Schools being closed is nothing new. There are spring and winter breaks. There are snow days. There is summer vacation. At these times teachers, schools, and districts may decide to give students homework packets with various activities. Parents need to figure out childcare.

These days we have the Corona Virus looming and already being the cause of school closures in various cities, countries, or just at particular schools. In the age of technology, planning for secondary students has become a bit easier as many schools already use platforms like Google Classroom, Schoology, or Microsoft Teams.  Additionally, childcare is not as a big of a concern for older children, but what about elementary school students?

Here are some ways schools can prepare:


Communication is key.  Once you have a way to stay connected, families can be informed and updated as needed.

Online Platforms


Facebook is where parents already are and the learning curve for most is non-existent. Set up a private group, using your school's email address. Send the link to join to all your parents. Designate group administrators and moderators. Set the group rules. Start important discussions, such as:
  • Help parents connect around childcare needs.
  • Give parents tips for home learning
  • Provide the latest news
Learn how to use Facebook Live to speak with parents and encourage them to comment on the Livestream.

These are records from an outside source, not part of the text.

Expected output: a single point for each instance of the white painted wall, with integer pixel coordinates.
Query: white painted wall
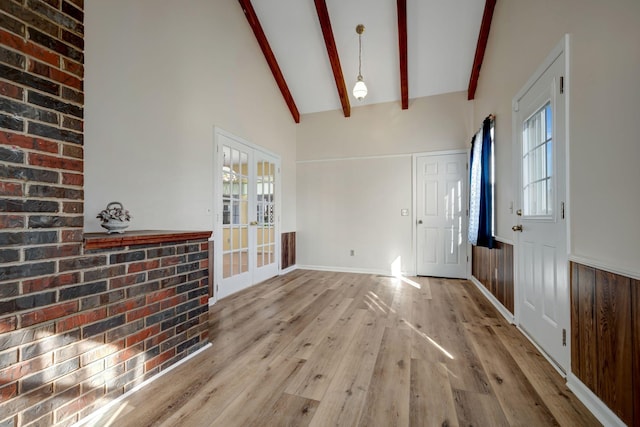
(605, 94)
(354, 177)
(160, 75)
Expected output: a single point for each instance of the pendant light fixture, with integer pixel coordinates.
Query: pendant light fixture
(360, 89)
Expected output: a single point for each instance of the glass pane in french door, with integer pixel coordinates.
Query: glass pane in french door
(235, 212)
(265, 215)
(537, 163)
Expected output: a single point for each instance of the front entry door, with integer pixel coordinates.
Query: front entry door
(540, 232)
(441, 215)
(246, 233)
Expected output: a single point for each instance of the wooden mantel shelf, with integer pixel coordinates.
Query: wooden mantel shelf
(94, 241)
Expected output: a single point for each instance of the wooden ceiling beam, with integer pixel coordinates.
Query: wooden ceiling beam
(483, 37)
(332, 51)
(252, 18)
(402, 48)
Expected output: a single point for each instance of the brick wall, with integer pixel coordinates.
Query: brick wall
(77, 328)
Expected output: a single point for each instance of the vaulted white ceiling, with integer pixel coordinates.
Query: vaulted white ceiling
(442, 36)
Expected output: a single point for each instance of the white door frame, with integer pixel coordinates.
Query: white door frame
(559, 49)
(217, 206)
(414, 198)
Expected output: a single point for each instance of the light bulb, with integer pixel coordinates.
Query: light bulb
(360, 89)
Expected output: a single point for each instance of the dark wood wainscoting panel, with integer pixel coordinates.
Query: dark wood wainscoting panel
(288, 249)
(494, 269)
(605, 345)
(613, 316)
(584, 353)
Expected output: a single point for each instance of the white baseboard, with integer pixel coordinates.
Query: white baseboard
(345, 270)
(93, 418)
(597, 407)
(497, 304)
(288, 270)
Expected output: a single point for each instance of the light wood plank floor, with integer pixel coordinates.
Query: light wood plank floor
(336, 349)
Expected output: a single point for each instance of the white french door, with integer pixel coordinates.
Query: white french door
(246, 232)
(541, 232)
(441, 215)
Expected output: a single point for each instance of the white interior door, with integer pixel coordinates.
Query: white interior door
(441, 215)
(540, 234)
(246, 233)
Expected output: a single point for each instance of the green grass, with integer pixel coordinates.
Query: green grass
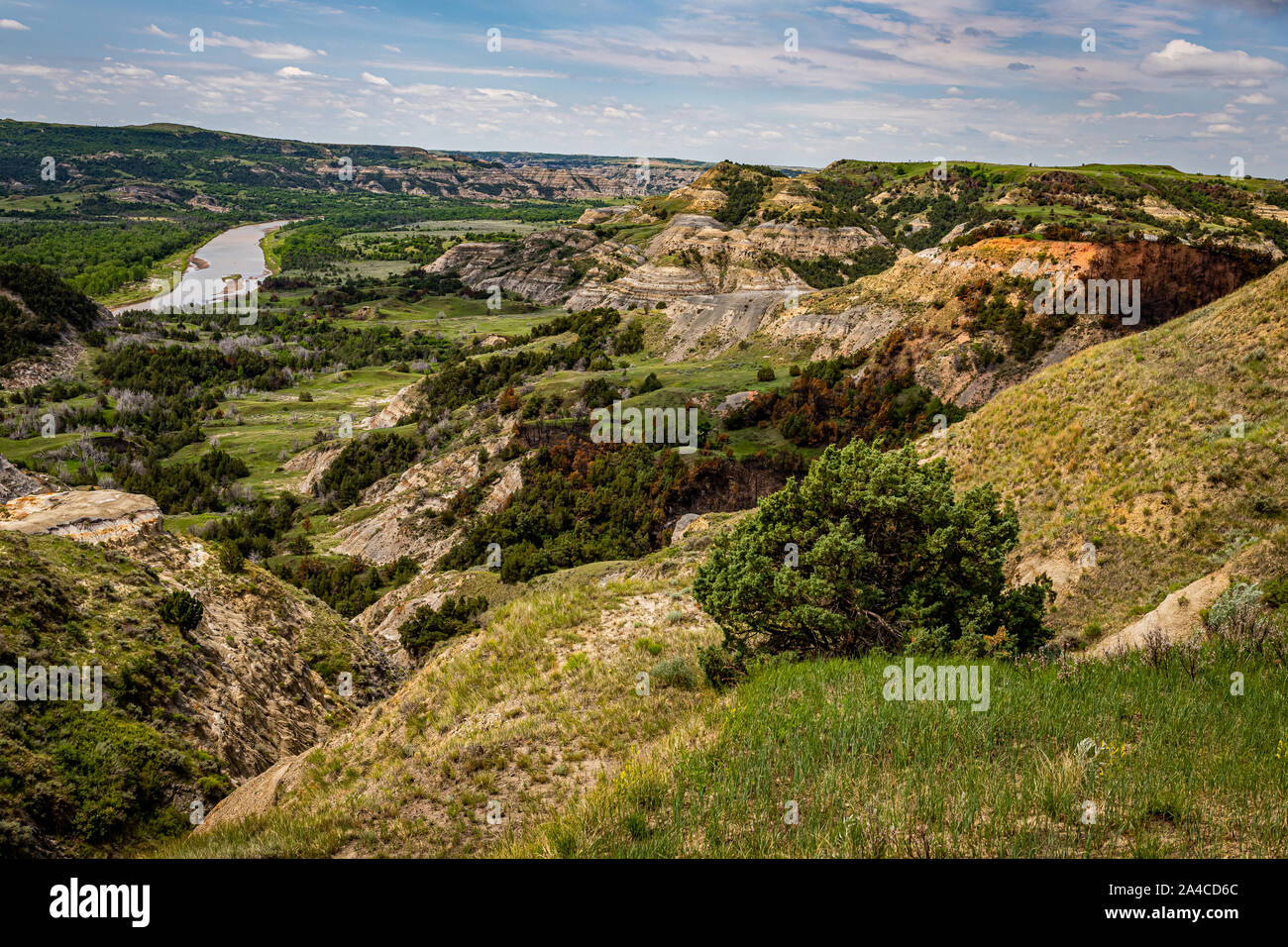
(526, 712)
(871, 777)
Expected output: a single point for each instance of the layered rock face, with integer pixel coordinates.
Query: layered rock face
(14, 482)
(919, 296)
(85, 515)
(694, 256)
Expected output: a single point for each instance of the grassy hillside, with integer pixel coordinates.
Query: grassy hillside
(915, 204)
(526, 714)
(1166, 450)
(184, 711)
(876, 779)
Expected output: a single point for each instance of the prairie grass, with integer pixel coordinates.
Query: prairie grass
(1183, 768)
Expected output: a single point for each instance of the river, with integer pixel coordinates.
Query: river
(233, 253)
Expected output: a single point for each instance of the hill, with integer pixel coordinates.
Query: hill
(1163, 450)
(1126, 442)
(38, 312)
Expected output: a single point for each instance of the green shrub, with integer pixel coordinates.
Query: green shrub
(231, 558)
(888, 556)
(649, 384)
(428, 626)
(674, 672)
(648, 644)
(719, 667)
(181, 609)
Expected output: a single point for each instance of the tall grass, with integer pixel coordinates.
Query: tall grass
(1186, 768)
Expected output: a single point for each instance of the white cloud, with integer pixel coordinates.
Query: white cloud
(262, 50)
(1180, 59)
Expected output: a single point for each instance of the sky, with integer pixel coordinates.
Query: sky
(1189, 82)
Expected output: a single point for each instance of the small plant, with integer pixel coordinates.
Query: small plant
(719, 667)
(675, 672)
(231, 558)
(428, 626)
(180, 609)
(1239, 620)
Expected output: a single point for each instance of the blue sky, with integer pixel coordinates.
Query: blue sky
(1180, 81)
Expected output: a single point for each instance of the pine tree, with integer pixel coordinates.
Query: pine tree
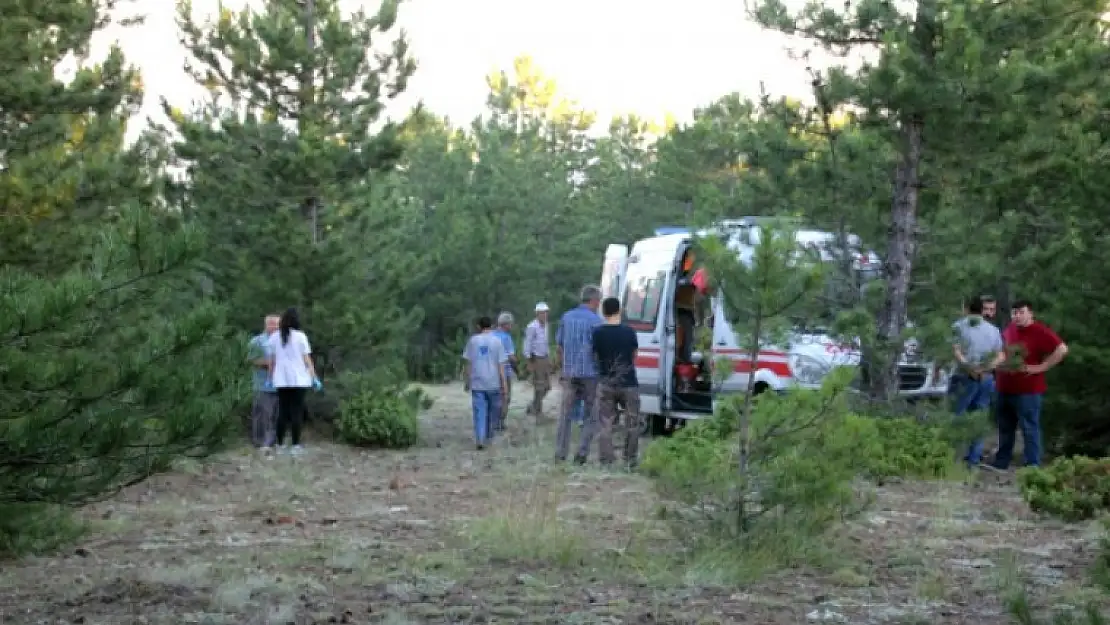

If you don't have one, set up a community for students in a platform such as Google Classroom, Teams, or Schoology.  Have all students log in during class. Try to ensure parents can help their students log on. Practice having students engage in the platform. If you have very young students, practice with a very simple prompt and have them respond with emojis.  The point is getting them used to the platform. Experiment in class with things like video conferencing.


There are schools where many families may not have access to devices or Wi-Fi.  Don't forget about the power of the telephone. In some districts, Microsoft Teams is set up so that up to 250 people can be in a call. If you don't have this set up, see if you can arrange that. Free Conference Call is another option.

Make sure that you have as many phone numbers as possible, and have a number set up for families to call as makes sense.  Google Voice might be a good option for this.


Have families start thinking about this now. Encourage them to connect with each other. Encourage them to connect with teachers and other school staff who may be able to help. Suggest they think of family members such as grandparents who can come visit and help with childcare needs.


Here are some ideas for keeping the learning going when school is closed.


  • Breaks:
    Encourage families to start by thinking about the learning that happens over summer and breaks. 
  • Homeschooling groups:
    Find some local and online homeschooling groups they can join. Homeschooling / Unschooling and Unschooling Mom2Mom. Find out how they provide learning for children. Here are some free resources that can help.
  • Library:
    Go to the library and have your child(ren) pick out lots and lots of books.

See what this looks like in an elementary classroom

Online Resources

 Image result for common sense media
Common Sense Media:
Not sure what's best for online learning? Common Sense Media has you covered with ratings, reviews, and recommendations for apps, movies, websites, games, and more. 

 Image result for go noodle
Help your children and yourself stay active and mindful with GoNoodle

 Image result for thrively
Find the right kids activities, educational games, and apps for your child. Show your kids just what they can do with Thrively. Joining is free. Kids get a strength assessment and then suggested online and face-to-face activities.

A forced school closure whether due to virus, disaster, or other unwanted circumstance will be challenging. However, if districts, schools, parents, and students work together to stay connected and be prepared, there is an opportunity for everyone to learn important lessons and become more connected.